Nida Tunus’un güç kaybetmeye başladığı, 2018 yerel seçimlerinde ortaya çıkmıştı. Bu seçimlerde Nida Tunus seçimin galibi gibi görünse de seçimin asıl galibi bağımsız listeler oldu. Bunun yanı sıra Nahda Hareketi de oylarını artırarak ülke siyasetinin köklü bir aktörü olduğunu bir kez daha teyit etmiş oldu. Öte yandan Nida Tunus her ne kadar yerel seçimlerde oy kaybına uğramakla birlikte siyasi üstünlüğünü korumaya devam etse de bağımsız adayların elde ettiği bu büyük başarı, seküler parti ve hareketlerin ülkede ciddi taban ve organizasyon eksiği olduğunu göstermişti.

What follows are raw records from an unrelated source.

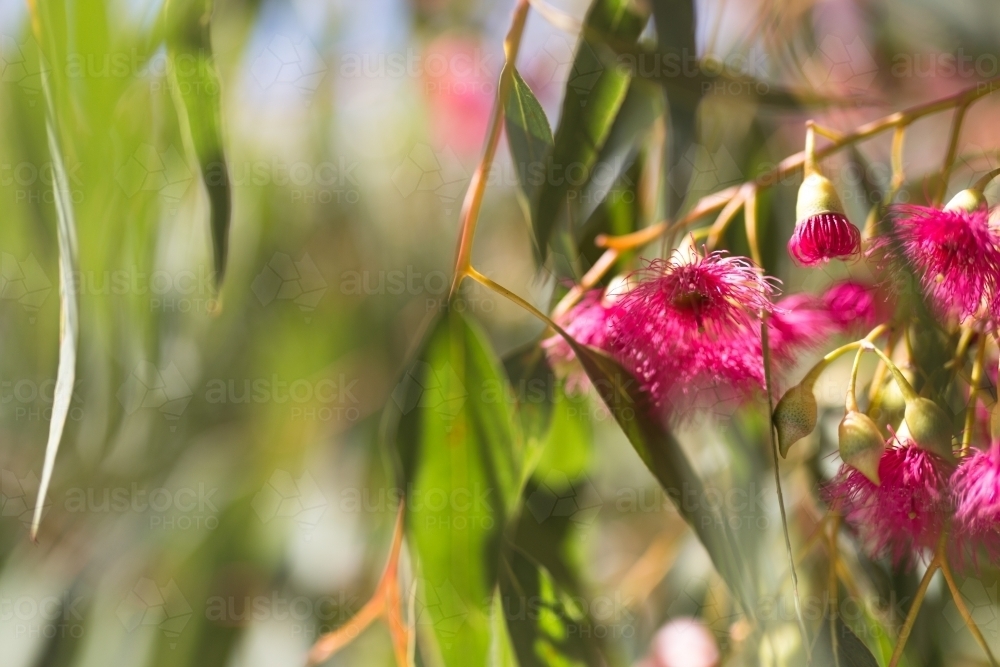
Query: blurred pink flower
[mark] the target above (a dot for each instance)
(799, 322)
(904, 515)
(854, 306)
(822, 237)
(587, 323)
(688, 329)
(459, 91)
(683, 642)
(953, 253)
(976, 491)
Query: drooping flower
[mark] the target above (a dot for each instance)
(953, 253)
(902, 517)
(853, 307)
(822, 231)
(688, 329)
(823, 237)
(976, 492)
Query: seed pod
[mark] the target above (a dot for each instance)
(929, 427)
(822, 230)
(967, 200)
(795, 416)
(861, 444)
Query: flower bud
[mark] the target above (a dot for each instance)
(967, 200)
(795, 416)
(861, 444)
(822, 231)
(929, 427)
(817, 196)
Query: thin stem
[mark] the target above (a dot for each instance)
(949, 158)
(898, 171)
(725, 217)
(909, 393)
(911, 616)
(879, 376)
(832, 583)
(503, 291)
(750, 220)
(591, 278)
(963, 610)
(977, 377)
(985, 180)
(832, 355)
(809, 165)
(765, 349)
(477, 186)
(852, 399)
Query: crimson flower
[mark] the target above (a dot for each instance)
(904, 515)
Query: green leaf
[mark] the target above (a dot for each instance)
(547, 626)
(194, 83)
(69, 308)
(458, 443)
(595, 91)
(675, 39)
(665, 458)
(844, 649)
(528, 135)
(642, 105)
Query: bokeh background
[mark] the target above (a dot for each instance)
(223, 496)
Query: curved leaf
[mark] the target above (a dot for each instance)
(665, 458)
(197, 98)
(595, 91)
(528, 135)
(457, 438)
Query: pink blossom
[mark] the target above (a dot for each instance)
(854, 306)
(799, 322)
(688, 329)
(587, 323)
(952, 252)
(976, 492)
(904, 515)
(683, 642)
(459, 92)
(822, 237)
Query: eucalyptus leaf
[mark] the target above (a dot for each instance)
(665, 458)
(528, 135)
(460, 440)
(596, 88)
(196, 89)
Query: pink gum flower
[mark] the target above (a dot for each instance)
(903, 516)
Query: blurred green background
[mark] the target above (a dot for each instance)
(222, 496)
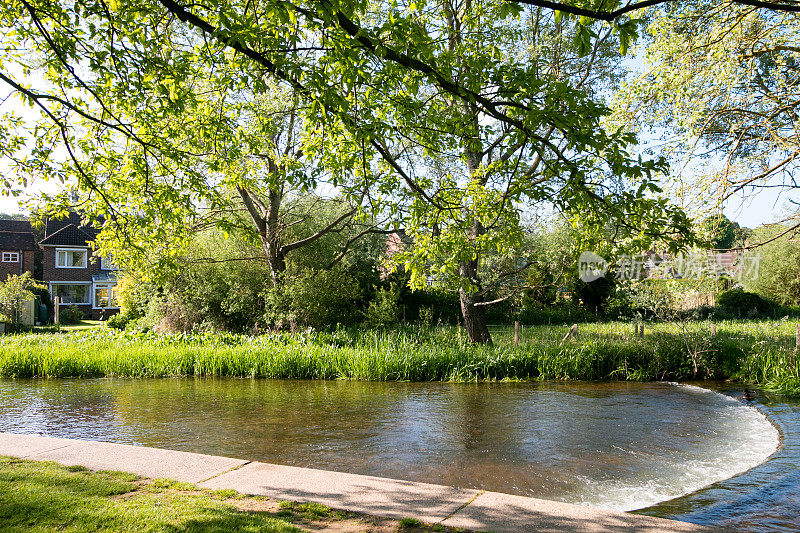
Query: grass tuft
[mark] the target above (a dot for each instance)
(756, 352)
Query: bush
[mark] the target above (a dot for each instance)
(319, 299)
(118, 321)
(71, 315)
(384, 310)
(742, 304)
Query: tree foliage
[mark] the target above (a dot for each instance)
(725, 79)
(451, 117)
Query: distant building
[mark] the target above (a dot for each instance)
(73, 273)
(17, 248)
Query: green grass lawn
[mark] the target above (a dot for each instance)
(753, 352)
(44, 496)
(82, 325)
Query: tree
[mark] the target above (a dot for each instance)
(720, 232)
(395, 91)
(724, 78)
(778, 264)
(14, 292)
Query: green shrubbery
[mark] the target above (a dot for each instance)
(761, 353)
(70, 315)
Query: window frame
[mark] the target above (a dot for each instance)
(112, 288)
(87, 284)
(106, 263)
(72, 250)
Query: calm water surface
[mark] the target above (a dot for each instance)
(614, 445)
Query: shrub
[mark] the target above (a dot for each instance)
(384, 310)
(742, 304)
(319, 299)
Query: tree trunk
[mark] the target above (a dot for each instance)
(271, 240)
(474, 321)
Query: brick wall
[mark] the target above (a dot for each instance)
(9, 269)
(51, 273)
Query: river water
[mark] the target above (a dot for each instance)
(621, 446)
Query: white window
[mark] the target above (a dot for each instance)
(69, 258)
(105, 296)
(71, 293)
(106, 263)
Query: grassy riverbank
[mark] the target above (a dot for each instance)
(760, 353)
(42, 496)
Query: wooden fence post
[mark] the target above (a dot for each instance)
(797, 339)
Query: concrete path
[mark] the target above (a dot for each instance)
(462, 508)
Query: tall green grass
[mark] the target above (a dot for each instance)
(753, 352)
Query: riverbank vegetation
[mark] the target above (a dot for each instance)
(753, 352)
(44, 496)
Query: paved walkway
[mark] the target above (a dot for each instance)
(463, 508)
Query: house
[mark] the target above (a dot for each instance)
(73, 272)
(17, 248)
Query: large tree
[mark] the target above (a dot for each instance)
(441, 100)
(721, 81)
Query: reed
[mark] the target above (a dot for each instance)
(753, 352)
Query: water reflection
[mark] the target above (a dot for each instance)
(618, 445)
(764, 499)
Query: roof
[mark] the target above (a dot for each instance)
(69, 235)
(16, 240)
(54, 225)
(16, 226)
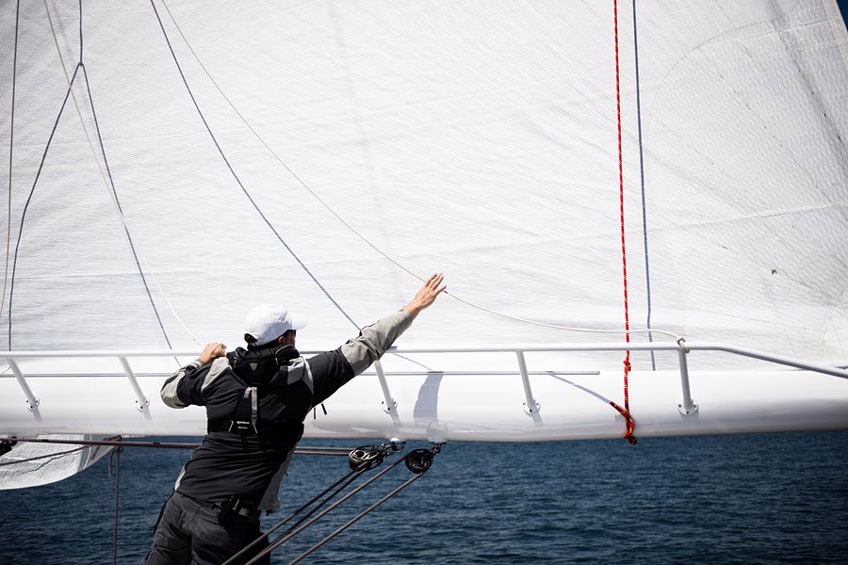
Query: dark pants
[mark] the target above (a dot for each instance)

Nida Tunus’ta yaşanan kopmalar ve Başbakan Yusuf Şahid önderliğinde Yaşasın Tunus Partisi'nin kurulması, mevcut krizi daha da derinleştirdi. Cumhurbaşkanı Baci Kaid es-Sibsi, cumhurbaşkanı seçilmesinin hemen ardından oğlu Hafız Kaid es-Sibsi’yi lideri olduğu Nida Tunus Partisi’nin genel başkanlığına getirmişti. Cumhurbaşkanı es-Sibsi’nin bu siyasi manevrası, en başından siyasi bütünlüğü tartışmalı olan partide rekabeti de beraberinde getirmişti. Eski yönetici elitlerinden ve seküler siyasetin pek çok cephesinden ismin bir araya gelmesiyle kurulan Nida Tunus’un parti içi rekabete sahne olacağı 2014’ten beri tahmin ediliyordu. Nitekim mevcut uzlaşı hükümeti Başbakanı Yusuf Şahid ile Nida Tunus Genel Başkanı Hafız Kaid es-Sibsi arasındaki gerilim önce parti içi rekabete, ardından bir hükümet krizine dönüşmüştü. Baba-oğul Sibsiler bu süreçte siyasi rakipleri Başbakan Yusuf Şahid’i tasfiye etmek ve cumhurbaşkanlığı adaylığını engellemek için pek çok yol denediler ancak başarılı olamadılar. Öte yandan bir sürpriz hamlenin de Nahda Hareketi'nden gelmesiyle Nida Tunus adına seçim yarışı daha da zorlu hale geldi.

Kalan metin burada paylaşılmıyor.